How is Big Data being used in Drug Discovery?

  1. Scientists collect lots of data like genes, patient records, clinical records, chemical and biological information, and other scientific data related to drugs from various sources.
  2. Scientists uncover patterns in the data by using advanced algorithms, like what causes diseases or how new compounds might work.
  3. Machine learning helps predict how well potential drugs will work and how they’ll behave in the body.
  4. High-performance computing quickly checks thousands of compounds for potential new drugs.
  5. Promising drugs found through data analysis are tested on computer simulation, if proven successful, they then proceed to clinical trials to make sure they work.
  6. If they pass these tests, they can go for approval from agencies like the FDA.
  7. Even after approval, big data is still useful for watching how drugs perform in the real world, to keep improving them.

A Notable Example: The Cancer Genome Atlas (TCGA) Project

Back in 2006, the Cancer Genome Atlas (TCGA) project kicked off as a partnership between the National Cancer Institute (NCI) and the National Human Genome Research Institute (NHGRI) which has significantly advanced the understanding of cancer and has paved the way for more targeted and effective treatments ever since. The Cancer Genome Atlas (TCGA) is a comprehensive research initiative that has compiled and analyzed genetic data from various cancer types and it aims to understand the genetic changes that occur in cancer cells to advance our knowledge of cancer biology, improve diagnosis, and develop targeted treatments. 

This extensive genomic and clinical data has revolutionized cancer research, enabling scientists like Dr.
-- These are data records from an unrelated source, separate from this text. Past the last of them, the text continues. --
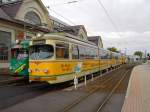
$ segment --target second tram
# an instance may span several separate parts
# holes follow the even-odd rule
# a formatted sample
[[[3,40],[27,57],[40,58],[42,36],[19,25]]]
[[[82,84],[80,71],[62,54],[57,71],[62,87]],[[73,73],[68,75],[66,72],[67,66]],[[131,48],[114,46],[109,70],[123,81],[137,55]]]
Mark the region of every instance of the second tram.
[[[59,33],[30,41],[29,80],[50,84],[73,80],[124,63],[122,55]]]

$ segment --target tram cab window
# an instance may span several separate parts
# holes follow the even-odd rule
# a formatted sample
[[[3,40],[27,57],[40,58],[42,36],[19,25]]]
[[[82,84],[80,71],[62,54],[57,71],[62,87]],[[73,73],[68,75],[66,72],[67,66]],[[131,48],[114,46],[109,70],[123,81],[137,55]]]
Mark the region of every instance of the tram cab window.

Matthew L. Meyerson, renowned for his work in lung cancer genomics and the identification of genetic changes in various cancer types, to delve into the intricacies of cancer genetics. Dr. Meyerson’s work, deeply intertwined with TCGA’s contributions, exemplifies the real-world application of this wealth of information. By leveraging TCGA’s data, he has made significant strides in understanding and targeting cancer more effectively, ultimately contributing to the development of personalized cancer therapies. TCGA’s open-access data has democratized knowledge, propelling advances in the field and offering hope to cancer patients worldwide.

Comprehensive access to TCGA datasets, e.g. gene expression, copy number variation and full clinical information, is available via the TCGA Data Portal.


This move toward using big data to discover drugs promises quicker and more effective solutions for various diseases in the future. There are many techniques like Retrosynthesis to make drug discovery more efficient using big data, and that’s definitely a topic worth digging into.